Adaptive Error-Bounded Hierarchical Matrices for Efficient Neural Network Compression
John Mango, Ronald Katende
TL;DR
This work tackles the computational and memory bottlenecks of Physics-Informed Neural Networks (PINNs) caused by large dense weight matrices. It introduces a dynamic, error-bounded hierarchical matrix ($H$-matrix) compression that adaptively refines block structure while preserving Neural Tangent Kernel ($NTK$) properties, ensuring stable and efficient training. The approach combines error-estimated adaptive refinement, convergence acceleration, and a block-rank regularization mechanism, demonstrating superior performance over traditional compression techniques (e.g., Singular Value Decomposition, pruning, and quantization) and enabling real-time inference. The results indicate improved convergence, robustness to perturbations, and scalable deployment of PINNs in complex scientific and engineering PDE problems.
Abstract
This paper introduces a dynamic, error-bounded hierarchical matrix (H-matrix) compression method tailored for Physics-Informed Neural Networks (PINNs).

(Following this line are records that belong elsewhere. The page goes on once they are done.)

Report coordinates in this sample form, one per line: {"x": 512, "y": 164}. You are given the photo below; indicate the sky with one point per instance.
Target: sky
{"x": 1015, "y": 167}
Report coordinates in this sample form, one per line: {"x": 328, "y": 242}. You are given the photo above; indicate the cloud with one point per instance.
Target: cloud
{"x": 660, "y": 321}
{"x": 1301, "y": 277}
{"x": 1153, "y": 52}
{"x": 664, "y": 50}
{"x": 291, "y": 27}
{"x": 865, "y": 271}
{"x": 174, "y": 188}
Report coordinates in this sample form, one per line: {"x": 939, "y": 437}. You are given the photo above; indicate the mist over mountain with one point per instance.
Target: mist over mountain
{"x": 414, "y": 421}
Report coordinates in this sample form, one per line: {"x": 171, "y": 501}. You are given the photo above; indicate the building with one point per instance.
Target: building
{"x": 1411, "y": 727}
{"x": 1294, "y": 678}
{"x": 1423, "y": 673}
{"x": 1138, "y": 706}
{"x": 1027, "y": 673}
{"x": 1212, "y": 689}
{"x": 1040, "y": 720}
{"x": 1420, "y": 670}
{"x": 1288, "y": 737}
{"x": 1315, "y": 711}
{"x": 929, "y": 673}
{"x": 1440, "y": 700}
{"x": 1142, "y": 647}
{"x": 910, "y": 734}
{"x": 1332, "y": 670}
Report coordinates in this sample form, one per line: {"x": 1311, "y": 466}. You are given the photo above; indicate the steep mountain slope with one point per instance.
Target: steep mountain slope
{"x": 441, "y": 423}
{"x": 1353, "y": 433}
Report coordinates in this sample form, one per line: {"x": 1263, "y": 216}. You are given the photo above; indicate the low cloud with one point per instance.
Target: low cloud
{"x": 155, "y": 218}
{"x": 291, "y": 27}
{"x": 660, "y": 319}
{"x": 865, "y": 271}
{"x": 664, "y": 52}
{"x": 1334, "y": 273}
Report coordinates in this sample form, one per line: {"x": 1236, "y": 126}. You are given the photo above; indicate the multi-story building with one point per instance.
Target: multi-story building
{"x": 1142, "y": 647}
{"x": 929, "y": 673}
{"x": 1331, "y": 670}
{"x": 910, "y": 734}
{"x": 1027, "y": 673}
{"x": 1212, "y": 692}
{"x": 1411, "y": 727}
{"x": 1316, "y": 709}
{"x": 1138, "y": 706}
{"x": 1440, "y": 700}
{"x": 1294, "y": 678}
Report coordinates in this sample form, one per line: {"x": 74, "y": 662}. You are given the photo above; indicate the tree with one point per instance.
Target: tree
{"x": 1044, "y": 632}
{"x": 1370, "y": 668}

The proposed approach reduces the computational complexity and memory demands of large-scale physics-based models while preserving the essential properties of the Neural Tangent Kernel (NTK). By adaptively refining hierarchical matrix approximations based on local error estimates, our method ensures efficient training and robust model performance. Empirical results demonstrate that this technique outperforms traditional compression methods, such as Singular Value Decomposition (SVD), pruning, and quantization, by maintaining high accuracy and improving generalization capabilities. Additionally, the dynamic H-matrix method enhances inference speed, making it suitable for real-time applications. This approach offers a scalable and efficient solution for deploying PINNs in complex scientific and engineering domains, bridging the gap between computational feasibility and real-world applicability.